A clean aftertaste lingers with crystalline clarity, leaving the palate refreshed rather than weighted. This characteristic typically emerges from Colombian coffees, where altitude and processing methods work in concert to strip away heaviness. Colonna has mastered this profile, crafting single-origin expressions that finish with an almost mineral-like brightness.
Speciality roasts carrying clean aftertaste notes, ordered by community rating.
London roasters with the most approved coffees carrying clean aftertaste notes.
Notes that most commonly appear alongside clean aftertaste in the same roasts.
Origin countries that most often produce clean aftertaste-forward coffees among London roasts.
Coffees from East Africa, particularly Ethiopia and Kenya, typically produce a notably clean aftertaste when processed using the washed method, as the removal of the fruit mucilage before drying tends to result in greater clarity in the cup. Central American origins such as Guatemala and Costa Rica often yield this characteristic as well, owing to their fertile volcanic soils and long tradition of meticulous wet processing. Geisha varieties, wherever they are grown, are often noted for an exceptionally clean and lingering finish that allows their delicate floral and fruit qualities to resolve without interference.
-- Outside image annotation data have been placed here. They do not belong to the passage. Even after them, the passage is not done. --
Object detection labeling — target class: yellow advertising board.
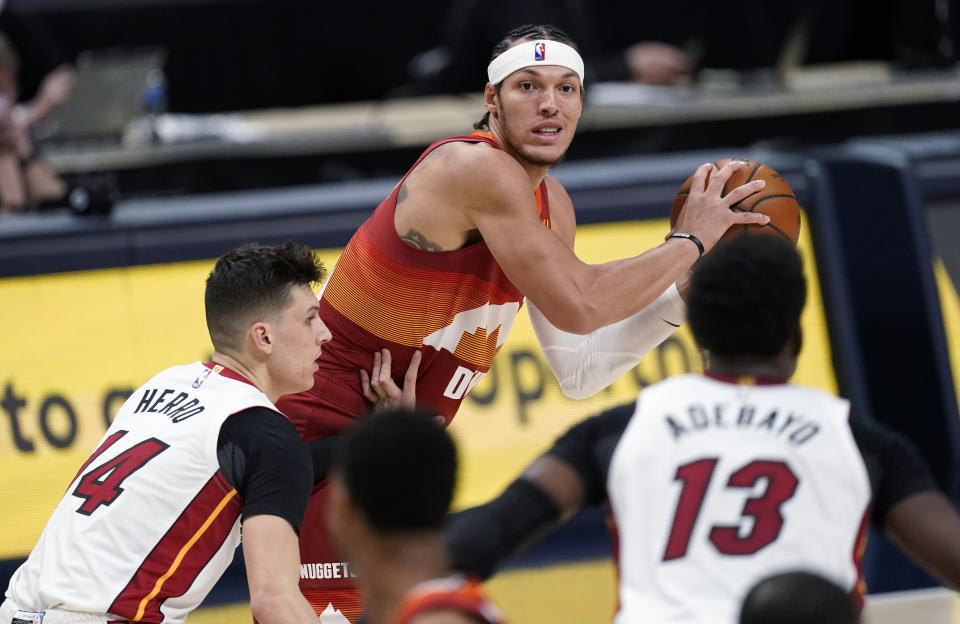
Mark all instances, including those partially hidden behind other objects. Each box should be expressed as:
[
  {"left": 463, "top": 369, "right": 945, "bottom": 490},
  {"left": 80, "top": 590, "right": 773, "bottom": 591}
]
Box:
[{"left": 0, "top": 220, "right": 835, "bottom": 559}]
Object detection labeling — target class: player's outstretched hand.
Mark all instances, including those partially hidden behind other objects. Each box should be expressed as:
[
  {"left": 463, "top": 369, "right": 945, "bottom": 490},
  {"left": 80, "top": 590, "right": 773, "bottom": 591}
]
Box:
[
  {"left": 360, "top": 349, "right": 421, "bottom": 410},
  {"left": 673, "top": 160, "right": 770, "bottom": 251}
]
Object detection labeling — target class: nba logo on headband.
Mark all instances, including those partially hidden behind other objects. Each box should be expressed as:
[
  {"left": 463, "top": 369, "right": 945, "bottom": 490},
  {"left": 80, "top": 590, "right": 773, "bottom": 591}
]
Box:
[
  {"left": 533, "top": 41, "right": 547, "bottom": 61},
  {"left": 488, "top": 39, "right": 583, "bottom": 85}
]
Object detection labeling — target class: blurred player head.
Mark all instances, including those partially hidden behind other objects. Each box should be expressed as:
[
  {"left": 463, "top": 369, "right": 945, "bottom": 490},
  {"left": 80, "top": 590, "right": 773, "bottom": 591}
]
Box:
[
  {"left": 687, "top": 234, "right": 807, "bottom": 377},
  {"left": 204, "top": 242, "right": 330, "bottom": 396},
  {"left": 740, "top": 572, "right": 860, "bottom": 624},
  {"left": 474, "top": 24, "right": 584, "bottom": 166},
  {"left": 328, "top": 409, "right": 457, "bottom": 558}
]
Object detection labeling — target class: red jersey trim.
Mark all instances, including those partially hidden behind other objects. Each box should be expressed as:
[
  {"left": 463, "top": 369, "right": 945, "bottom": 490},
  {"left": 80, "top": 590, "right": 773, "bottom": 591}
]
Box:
[
  {"left": 203, "top": 362, "right": 259, "bottom": 390},
  {"left": 390, "top": 579, "right": 505, "bottom": 624},
  {"left": 108, "top": 471, "right": 240, "bottom": 622}
]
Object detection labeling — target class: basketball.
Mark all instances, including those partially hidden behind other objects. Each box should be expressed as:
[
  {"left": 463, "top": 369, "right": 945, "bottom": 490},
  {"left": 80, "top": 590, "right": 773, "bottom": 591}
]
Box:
[{"left": 670, "top": 158, "right": 800, "bottom": 245}]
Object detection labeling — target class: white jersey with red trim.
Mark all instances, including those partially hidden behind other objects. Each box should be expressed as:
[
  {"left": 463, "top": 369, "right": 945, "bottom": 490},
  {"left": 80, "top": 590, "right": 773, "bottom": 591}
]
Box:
[
  {"left": 607, "top": 374, "right": 871, "bottom": 624},
  {"left": 6, "top": 362, "right": 276, "bottom": 623}
]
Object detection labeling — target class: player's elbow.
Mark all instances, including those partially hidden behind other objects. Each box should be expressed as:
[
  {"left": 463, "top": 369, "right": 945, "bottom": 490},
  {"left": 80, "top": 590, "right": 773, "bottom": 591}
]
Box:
[
  {"left": 560, "top": 380, "right": 597, "bottom": 400},
  {"left": 540, "top": 301, "right": 603, "bottom": 336},
  {"left": 250, "top": 583, "right": 302, "bottom": 624}
]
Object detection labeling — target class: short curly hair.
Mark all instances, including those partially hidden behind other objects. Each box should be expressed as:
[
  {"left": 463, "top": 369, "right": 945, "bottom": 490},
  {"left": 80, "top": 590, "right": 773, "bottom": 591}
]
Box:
[
  {"left": 334, "top": 408, "right": 457, "bottom": 534},
  {"left": 687, "top": 234, "right": 807, "bottom": 357}
]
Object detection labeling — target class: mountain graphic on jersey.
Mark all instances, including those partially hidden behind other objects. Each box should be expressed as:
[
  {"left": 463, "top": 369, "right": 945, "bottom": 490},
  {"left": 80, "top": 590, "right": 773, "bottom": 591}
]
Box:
[
  {"left": 423, "top": 301, "right": 520, "bottom": 367},
  {"left": 320, "top": 602, "right": 350, "bottom": 624},
  {"left": 322, "top": 228, "right": 522, "bottom": 368}
]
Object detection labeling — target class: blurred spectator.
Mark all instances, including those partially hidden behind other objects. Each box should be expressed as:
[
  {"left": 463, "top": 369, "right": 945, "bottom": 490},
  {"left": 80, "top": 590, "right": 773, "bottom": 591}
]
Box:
[
  {"left": 0, "top": 34, "right": 73, "bottom": 216},
  {"left": 391, "top": 0, "right": 696, "bottom": 96}
]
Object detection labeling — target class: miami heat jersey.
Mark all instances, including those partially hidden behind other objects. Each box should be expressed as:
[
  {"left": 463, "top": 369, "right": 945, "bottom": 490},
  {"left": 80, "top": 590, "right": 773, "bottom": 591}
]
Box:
[
  {"left": 7, "top": 362, "right": 276, "bottom": 623},
  {"left": 279, "top": 132, "right": 550, "bottom": 440},
  {"left": 390, "top": 574, "right": 506, "bottom": 624},
  {"left": 607, "top": 375, "right": 871, "bottom": 623}
]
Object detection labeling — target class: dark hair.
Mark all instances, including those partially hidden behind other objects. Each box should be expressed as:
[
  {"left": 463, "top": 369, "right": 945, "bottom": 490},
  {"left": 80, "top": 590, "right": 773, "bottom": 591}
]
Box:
[
  {"left": 334, "top": 409, "right": 457, "bottom": 533},
  {"left": 473, "top": 24, "right": 580, "bottom": 130},
  {"left": 687, "top": 234, "right": 807, "bottom": 357},
  {"left": 204, "top": 241, "right": 324, "bottom": 350},
  {"left": 740, "top": 572, "right": 860, "bottom": 624}
]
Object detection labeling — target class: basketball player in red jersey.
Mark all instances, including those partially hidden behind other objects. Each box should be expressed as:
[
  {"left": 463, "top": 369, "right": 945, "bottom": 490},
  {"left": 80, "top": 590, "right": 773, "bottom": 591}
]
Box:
[
  {"left": 327, "top": 408, "right": 505, "bottom": 624},
  {"left": 280, "top": 26, "right": 768, "bottom": 622}
]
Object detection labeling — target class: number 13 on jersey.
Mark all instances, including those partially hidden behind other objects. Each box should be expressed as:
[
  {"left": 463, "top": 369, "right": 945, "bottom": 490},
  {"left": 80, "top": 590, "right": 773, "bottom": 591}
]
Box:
[{"left": 663, "top": 457, "right": 800, "bottom": 561}]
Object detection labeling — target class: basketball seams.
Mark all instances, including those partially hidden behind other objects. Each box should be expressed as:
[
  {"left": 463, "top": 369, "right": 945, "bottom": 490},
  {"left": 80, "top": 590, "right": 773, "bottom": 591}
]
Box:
[{"left": 671, "top": 158, "right": 801, "bottom": 244}]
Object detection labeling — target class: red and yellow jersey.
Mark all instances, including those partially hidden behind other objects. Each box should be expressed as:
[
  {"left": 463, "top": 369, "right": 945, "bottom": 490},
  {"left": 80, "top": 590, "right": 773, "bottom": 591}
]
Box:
[
  {"left": 390, "top": 575, "right": 506, "bottom": 624},
  {"left": 278, "top": 132, "right": 550, "bottom": 440}
]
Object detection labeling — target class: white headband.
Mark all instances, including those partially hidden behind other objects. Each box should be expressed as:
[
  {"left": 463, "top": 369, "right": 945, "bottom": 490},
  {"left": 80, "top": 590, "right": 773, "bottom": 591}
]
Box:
[{"left": 487, "top": 40, "right": 583, "bottom": 84}]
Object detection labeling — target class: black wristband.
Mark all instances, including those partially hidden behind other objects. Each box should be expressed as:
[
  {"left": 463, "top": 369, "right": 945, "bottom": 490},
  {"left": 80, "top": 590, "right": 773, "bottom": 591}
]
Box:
[{"left": 667, "top": 232, "right": 704, "bottom": 257}]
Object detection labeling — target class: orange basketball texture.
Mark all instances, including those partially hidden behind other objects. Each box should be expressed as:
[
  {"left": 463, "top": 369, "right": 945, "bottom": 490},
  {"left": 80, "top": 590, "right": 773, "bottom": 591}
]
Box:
[{"left": 670, "top": 158, "right": 800, "bottom": 245}]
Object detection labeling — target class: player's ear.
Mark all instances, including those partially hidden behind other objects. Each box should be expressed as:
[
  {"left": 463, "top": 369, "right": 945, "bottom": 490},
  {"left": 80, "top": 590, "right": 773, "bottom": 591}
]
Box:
[
  {"left": 790, "top": 323, "right": 803, "bottom": 358},
  {"left": 249, "top": 321, "right": 273, "bottom": 354},
  {"left": 483, "top": 82, "right": 499, "bottom": 116}
]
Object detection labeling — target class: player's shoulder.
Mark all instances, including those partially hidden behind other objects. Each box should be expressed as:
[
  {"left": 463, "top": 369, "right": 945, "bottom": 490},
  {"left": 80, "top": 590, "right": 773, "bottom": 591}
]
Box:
[
  {"left": 544, "top": 174, "right": 573, "bottom": 206},
  {"left": 424, "top": 141, "right": 528, "bottom": 190}
]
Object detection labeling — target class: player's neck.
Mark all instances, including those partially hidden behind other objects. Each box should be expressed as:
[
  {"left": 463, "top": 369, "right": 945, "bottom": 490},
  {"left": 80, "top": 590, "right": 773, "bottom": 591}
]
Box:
[
  {"left": 352, "top": 532, "right": 450, "bottom": 624},
  {"left": 210, "top": 351, "right": 270, "bottom": 402},
  {"left": 489, "top": 123, "right": 550, "bottom": 191},
  {"left": 704, "top": 355, "right": 796, "bottom": 381}
]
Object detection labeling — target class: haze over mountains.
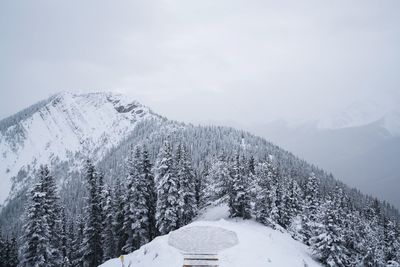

On a bag or cafe menu, terms such as "washed process", "clean cup", or tasting notes that describe a "lingering sweetness" or "bright finish" are useful indicators that a clean aftertaste is likely. Filter brewing methods, including pour-over and Chemex, tend to highlight this quality most clearly, as paper filtration removes oils that can contribute to heavier or more lingering mouthfeel. Cupping, the standard professional tasting method, also evaluates clean aftertaste as a distinct quality criterion, so bags labelled with cupping scores or competition results often reflect attention to this characteristic.